A few years ago, watching an AKC puppy OB class proved to be a very interesting experience. New owners had no idea of how to teach heeling. The instructors worked for several weeks to train the "clueless". Find someone who knows what they are doing and let them observe. You need a mentor.

I have a related story that needs repeating. One day I stopped by at my pro friends kennel. He was in an OB lesson with a lady and her young Lab. The dog was "all over the place", jumping up on her, in front/behind, wrapping the leash around her legs and lunging. Soon, Brian took the leash and popped the choker collar once. The dog was perfect (right position, loose lead, turned when he did and sat promptly when he stopped to talk to the owner). The leash went back to the young lady and the dog immediately reverted to his "other self". Brian took the leash and the dog was perfect again.

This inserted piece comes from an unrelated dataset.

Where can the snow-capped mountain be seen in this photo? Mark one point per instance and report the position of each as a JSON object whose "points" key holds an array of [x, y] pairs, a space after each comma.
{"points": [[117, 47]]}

Right after she left, I asked Brian how long he had been working with her and the dog. His reply was "Oh, today was the first day."
 

·
Registered
Joined
·
210 Posts
Discussion Starter · #12 ·
QuickLabs what does OB stand for?
 

·
Registered
Joined
·
210 Posts
Discussion Starter · #15 ·
Well I took everybody advice to good use! After our session tonight and alot of repetition mixed with some play he now has a good understand of heel by my left side! Can't wait until tomorrows session!
 

·
Registered
Joined
·
1,266 Posts
The most common mistake I see in teaching kids to heel their dogs is they give the command heel, and promptly cinch up the leash and choke collar. You want to do the opposite. When pup is doing it 'right", loosen the lead and give the heel command! And then an atta boy.
The correction and jerk needs to take place with the heel command when pup is straying or not engaged, and I would possibly toss in a "no".


Just a simple insight---might be more meaningful to a first time dog owner:)
 

·
Registered
Joined
·
592 Posts
heel is heel!!!!! It starts with HERE. Dont get the two confused. If they are at your side already, a pinch collar will teach Heel.